Case-based reasoning [1] is a problem solving process based on the adaptation and application of known solutions to new problems. It has been applied to many different domains and problems besides disruption detection. DISCOVERHISTORY [9] looks for explanations of observations through abductive reasoning, where it maps an observation to a hypothesis that accounts for the observation. DISCOVERHISTORY has been shown to be effective over a large problem space, but is slow with determining disruptions. This is not sufficient for quick detection of immediate issues required by mine countermeasures operations.
A case-based reasoning system, CHEF [7] creates food recipes and explains its own failures. The system tries strategies to see which one can be used to fix the recipe plan. CHEF uses causal rules to explain why its own plan fails. However, the system does not handle constrained resources present in a typical scheduling problem.

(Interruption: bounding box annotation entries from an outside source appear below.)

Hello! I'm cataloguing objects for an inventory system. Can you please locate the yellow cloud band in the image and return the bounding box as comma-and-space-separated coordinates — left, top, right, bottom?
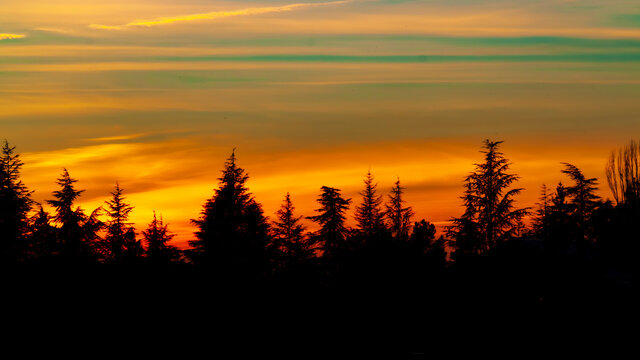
89, 0, 349, 30
0, 34, 26, 40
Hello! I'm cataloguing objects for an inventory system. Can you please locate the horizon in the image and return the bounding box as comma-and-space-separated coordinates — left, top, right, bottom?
0, 0, 640, 248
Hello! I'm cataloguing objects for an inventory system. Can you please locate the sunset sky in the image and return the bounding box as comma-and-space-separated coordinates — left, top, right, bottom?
0, 0, 640, 246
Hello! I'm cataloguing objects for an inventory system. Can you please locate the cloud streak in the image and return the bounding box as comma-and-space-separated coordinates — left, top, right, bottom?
0, 33, 26, 40
89, 0, 350, 30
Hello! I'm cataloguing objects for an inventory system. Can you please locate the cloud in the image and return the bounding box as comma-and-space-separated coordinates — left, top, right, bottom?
89, 0, 350, 30
0, 33, 26, 40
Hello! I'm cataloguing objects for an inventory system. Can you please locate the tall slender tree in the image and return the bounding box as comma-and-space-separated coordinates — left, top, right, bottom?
605, 140, 640, 207
386, 179, 413, 241
355, 170, 385, 239
307, 186, 351, 258
272, 193, 313, 266
28, 205, 59, 259
562, 163, 600, 252
105, 183, 135, 261
47, 169, 103, 260
142, 211, 179, 264
0, 140, 33, 263
449, 140, 528, 254
190, 150, 270, 276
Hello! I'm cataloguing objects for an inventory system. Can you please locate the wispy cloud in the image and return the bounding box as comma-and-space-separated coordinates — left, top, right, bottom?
89, 0, 350, 30
0, 33, 26, 40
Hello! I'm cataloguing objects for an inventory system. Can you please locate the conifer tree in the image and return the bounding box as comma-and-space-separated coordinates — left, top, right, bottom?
28, 205, 59, 258
562, 163, 600, 252
449, 140, 528, 254
307, 186, 351, 258
386, 179, 413, 241
142, 211, 178, 264
105, 183, 140, 262
355, 171, 385, 239
272, 193, 313, 266
190, 150, 270, 276
0, 140, 33, 263
47, 169, 104, 260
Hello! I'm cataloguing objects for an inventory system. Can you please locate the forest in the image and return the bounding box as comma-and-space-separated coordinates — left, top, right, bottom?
0, 140, 640, 349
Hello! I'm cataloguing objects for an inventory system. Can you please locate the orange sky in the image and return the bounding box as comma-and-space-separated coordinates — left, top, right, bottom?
0, 0, 640, 246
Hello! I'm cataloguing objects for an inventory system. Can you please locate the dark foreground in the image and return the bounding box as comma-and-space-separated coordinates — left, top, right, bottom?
2, 239, 638, 359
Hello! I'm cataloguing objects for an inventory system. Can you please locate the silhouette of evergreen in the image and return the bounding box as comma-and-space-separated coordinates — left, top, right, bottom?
448, 140, 528, 255
104, 183, 143, 262
0, 140, 33, 264
189, 150, 271, 277
307, 186, 351, 259
385, 179, 413, 241
605, 140, 640, 206
0, 140, 640, 344
47, 169, 104, 261
562, 163, 600, 254
142, 211, 180, 265
27, 205, 60, 259
272, 193, 315, 268
354, 170, 386, 241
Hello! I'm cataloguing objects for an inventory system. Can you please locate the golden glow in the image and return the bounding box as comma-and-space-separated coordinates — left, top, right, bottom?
0, 33, 26, 40
89, 1, 349, 30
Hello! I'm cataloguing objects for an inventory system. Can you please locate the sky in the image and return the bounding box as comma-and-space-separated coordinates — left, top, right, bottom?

The system described in [3] is a CBR system that focuses on wartime equipment maintenance by analyzing feature sets of equipment for maintenance. The system automates the process of deciding the quality of the equipment. CDMA, in contrast, supports a "man-in-the-loop" in order to allow operators to have control over what should be done about disruptions.
We presented the CDMA algorithm within the KRePE system that supports monitoring for disruptions and disruption analysis in mine countermeasures operations. Scheduling in this domain is challenging due to the complexities resulting from a large number of tasks that must be allocated over numerous resources. CDMA includes components that assist operation planners by constantly monitoring the environment for changes and providing analysis of discrepancies. Once disruption detection occurred CDMA made it possible for the CLOSR algorithm to reschedule without the need to replan by recommending alternative schedules. We introduced the requirement of minimally disruptive repair as a key operational requirement for automatic schedule repair algorithms in MCM applications.
Our results indicate the efficacy of a case-based strategy; schedule repair was rapid, and created new schedules on demand that ensured the elimination of all mines and increased clearance to a reasonable level. This presents a novel and measurable increase in automated MCM rescheduling capabilities. In the future, we want to apply our system to Unmanned Combat Logistic missions in order to demonstrate effective casebase disruption monitoring with other domains.